Source: The new NHGRI-EBI Catalog of published genome-wide association studies (GWAS Catalog).
Embedded: yes

Text

To improve the quality and accuracy of the SNP and associated genomic data in the Catalog, we have redeveloped the variant mapping pipeline. The new pipeline accesses Ensembl's REST API (https://rest.ensembl.org/) (18) enabling live validation within the curation system for: SNP ID validation; reported gene ID validation; checking that the SNP and reported gene are on the same chromosome.
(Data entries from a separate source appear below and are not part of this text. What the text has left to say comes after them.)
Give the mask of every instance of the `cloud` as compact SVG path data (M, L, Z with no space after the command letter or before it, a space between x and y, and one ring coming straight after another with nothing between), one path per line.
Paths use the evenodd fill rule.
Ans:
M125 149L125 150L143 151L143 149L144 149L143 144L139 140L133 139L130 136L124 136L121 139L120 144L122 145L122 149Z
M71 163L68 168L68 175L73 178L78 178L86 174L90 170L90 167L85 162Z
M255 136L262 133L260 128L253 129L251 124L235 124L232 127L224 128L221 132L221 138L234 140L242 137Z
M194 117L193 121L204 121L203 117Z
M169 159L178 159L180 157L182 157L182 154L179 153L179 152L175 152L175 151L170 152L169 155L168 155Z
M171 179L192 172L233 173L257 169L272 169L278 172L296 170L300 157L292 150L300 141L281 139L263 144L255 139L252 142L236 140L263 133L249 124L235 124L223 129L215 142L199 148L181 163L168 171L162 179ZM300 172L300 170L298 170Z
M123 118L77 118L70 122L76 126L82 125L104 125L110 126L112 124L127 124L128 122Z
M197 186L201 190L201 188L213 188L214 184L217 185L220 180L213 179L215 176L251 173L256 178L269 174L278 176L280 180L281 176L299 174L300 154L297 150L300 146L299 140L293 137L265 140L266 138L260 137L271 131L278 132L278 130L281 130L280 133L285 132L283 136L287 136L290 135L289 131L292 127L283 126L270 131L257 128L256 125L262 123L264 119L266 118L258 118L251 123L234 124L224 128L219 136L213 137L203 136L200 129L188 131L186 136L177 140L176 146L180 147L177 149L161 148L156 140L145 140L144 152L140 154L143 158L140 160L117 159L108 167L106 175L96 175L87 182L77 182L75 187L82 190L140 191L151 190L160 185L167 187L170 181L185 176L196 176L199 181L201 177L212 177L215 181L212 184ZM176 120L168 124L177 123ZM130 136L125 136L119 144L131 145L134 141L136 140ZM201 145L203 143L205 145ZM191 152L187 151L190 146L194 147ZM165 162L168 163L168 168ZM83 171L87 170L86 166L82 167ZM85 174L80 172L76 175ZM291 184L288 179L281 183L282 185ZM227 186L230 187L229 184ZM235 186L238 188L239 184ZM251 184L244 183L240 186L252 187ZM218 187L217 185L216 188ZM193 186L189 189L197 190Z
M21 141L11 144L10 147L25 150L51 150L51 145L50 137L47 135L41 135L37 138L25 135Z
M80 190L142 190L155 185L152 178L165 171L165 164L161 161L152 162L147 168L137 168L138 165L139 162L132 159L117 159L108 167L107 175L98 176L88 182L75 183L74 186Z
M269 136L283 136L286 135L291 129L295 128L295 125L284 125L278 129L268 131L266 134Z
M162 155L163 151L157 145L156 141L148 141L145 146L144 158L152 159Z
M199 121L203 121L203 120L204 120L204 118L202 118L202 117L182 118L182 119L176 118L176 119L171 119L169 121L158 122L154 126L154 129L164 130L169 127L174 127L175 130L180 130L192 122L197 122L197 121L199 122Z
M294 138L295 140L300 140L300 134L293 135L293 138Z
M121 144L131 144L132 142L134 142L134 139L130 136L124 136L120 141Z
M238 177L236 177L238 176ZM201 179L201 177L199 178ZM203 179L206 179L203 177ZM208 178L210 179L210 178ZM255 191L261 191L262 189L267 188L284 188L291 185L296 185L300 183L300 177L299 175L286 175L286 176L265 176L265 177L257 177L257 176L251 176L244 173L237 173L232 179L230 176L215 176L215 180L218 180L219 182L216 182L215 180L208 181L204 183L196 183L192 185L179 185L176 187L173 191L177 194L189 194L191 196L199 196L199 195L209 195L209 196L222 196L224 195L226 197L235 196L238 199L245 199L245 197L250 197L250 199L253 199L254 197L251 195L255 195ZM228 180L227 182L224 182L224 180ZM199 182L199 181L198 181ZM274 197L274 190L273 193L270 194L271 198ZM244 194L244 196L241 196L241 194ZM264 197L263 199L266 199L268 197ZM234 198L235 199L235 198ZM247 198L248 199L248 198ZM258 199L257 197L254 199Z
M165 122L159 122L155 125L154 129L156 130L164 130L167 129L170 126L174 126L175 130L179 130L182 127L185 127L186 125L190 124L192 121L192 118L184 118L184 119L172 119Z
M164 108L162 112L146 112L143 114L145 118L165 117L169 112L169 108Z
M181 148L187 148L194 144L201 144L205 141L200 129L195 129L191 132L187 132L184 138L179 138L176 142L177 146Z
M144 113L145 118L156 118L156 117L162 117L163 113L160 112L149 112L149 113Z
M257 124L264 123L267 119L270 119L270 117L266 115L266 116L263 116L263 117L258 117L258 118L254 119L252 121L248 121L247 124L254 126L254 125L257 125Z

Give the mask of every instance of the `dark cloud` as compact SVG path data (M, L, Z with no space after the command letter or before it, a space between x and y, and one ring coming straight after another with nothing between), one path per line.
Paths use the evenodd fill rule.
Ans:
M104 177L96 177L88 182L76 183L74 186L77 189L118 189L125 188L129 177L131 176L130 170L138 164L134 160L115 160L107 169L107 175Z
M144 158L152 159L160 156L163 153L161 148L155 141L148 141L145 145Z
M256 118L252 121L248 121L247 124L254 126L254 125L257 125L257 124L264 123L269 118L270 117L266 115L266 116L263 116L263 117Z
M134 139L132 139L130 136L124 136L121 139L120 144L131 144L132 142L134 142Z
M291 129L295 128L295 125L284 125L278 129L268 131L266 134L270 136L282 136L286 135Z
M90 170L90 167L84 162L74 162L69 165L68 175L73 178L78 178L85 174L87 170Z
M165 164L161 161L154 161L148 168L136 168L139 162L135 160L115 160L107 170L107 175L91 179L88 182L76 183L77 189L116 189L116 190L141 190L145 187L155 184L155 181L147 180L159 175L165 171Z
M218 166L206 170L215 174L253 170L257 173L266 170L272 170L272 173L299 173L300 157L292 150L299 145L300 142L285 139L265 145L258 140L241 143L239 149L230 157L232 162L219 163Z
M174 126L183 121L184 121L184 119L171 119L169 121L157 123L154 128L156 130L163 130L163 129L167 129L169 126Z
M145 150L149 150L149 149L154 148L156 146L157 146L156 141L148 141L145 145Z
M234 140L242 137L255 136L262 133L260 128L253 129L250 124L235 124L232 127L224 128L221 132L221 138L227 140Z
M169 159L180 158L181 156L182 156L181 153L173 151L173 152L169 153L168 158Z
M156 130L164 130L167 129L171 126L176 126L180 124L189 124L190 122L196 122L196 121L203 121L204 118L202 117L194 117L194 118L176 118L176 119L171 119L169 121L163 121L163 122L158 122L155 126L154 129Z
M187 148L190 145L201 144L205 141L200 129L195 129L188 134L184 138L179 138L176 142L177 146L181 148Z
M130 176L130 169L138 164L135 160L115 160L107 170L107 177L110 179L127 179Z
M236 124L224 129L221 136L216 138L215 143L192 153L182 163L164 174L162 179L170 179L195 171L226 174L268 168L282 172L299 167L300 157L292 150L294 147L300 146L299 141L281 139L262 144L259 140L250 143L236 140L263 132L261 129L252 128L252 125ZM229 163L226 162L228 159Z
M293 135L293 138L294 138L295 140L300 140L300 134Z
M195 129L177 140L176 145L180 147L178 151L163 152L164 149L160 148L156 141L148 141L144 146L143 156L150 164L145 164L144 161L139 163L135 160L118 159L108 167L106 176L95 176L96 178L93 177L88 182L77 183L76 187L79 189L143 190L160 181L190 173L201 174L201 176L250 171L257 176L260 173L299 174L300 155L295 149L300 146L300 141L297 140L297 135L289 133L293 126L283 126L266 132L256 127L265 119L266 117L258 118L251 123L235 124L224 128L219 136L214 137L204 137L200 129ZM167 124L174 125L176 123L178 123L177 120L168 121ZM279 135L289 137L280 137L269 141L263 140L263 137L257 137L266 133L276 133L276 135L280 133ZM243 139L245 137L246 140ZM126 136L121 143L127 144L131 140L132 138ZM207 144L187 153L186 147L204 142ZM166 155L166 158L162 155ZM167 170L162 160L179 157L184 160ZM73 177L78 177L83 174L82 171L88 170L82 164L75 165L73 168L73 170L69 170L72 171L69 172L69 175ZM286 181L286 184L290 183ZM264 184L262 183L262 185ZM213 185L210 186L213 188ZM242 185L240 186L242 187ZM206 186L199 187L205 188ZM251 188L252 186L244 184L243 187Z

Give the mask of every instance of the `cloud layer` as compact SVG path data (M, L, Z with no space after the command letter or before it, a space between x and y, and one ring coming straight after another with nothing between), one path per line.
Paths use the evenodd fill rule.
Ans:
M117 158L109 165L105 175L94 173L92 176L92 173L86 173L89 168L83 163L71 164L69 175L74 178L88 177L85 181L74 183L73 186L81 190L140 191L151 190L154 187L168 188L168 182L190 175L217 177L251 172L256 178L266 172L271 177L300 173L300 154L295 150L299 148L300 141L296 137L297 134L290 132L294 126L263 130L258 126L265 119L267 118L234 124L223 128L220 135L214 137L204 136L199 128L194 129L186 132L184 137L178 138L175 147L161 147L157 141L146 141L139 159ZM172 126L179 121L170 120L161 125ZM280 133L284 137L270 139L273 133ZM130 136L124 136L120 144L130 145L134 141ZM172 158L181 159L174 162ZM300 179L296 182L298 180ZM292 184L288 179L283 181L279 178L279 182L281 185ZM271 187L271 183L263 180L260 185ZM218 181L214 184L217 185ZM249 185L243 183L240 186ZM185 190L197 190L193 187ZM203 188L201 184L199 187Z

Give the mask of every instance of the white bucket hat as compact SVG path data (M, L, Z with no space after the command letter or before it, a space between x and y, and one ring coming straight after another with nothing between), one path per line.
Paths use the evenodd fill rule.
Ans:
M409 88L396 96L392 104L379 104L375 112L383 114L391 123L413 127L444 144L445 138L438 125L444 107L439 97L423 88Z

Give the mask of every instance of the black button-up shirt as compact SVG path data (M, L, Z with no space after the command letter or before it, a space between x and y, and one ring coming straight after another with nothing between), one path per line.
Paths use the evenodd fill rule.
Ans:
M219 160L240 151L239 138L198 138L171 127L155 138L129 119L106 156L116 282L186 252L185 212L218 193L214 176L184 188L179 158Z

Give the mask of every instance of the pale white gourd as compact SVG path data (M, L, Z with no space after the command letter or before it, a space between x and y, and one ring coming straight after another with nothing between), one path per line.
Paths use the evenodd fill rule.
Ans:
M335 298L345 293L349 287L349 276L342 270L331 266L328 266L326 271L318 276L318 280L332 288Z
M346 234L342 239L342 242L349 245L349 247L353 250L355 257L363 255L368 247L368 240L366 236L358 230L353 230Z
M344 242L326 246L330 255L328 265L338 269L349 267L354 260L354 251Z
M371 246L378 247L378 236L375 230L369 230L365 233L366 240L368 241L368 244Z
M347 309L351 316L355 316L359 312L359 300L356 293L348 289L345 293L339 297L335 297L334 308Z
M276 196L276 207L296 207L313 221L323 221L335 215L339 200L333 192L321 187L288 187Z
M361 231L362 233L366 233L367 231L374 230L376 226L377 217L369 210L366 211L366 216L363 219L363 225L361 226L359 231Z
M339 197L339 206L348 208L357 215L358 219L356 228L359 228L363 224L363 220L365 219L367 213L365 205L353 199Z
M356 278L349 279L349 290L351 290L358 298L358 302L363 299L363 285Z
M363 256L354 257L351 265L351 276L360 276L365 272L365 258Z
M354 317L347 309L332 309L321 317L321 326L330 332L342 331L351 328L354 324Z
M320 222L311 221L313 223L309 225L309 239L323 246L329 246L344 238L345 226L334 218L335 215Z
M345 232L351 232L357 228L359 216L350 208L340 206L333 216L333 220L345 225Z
This delivers more accurate data in the Catalog as errors are reported and corrected immediately, decreasing the need for post-hoc curation. The new pipeline has also increased the proportion of variants that map to the genome, from 92% to 96%, improving the completeness of genetic location, mapped gene and cytogenetic data. In future, the flexibility of this pipeline will allow integration of additional information from Ensembl to improve functional annotation, for example with all genes within a specified genomic region from both the RefSeq (19) and GENCODE (20) gene sets. These future enhancements are supported in the redesigned database with the model now capturing mapping of multiple genes to a single variant, and the distance to each gene. In addition the new pipeline is used to update the current dataset to the most recent genome build.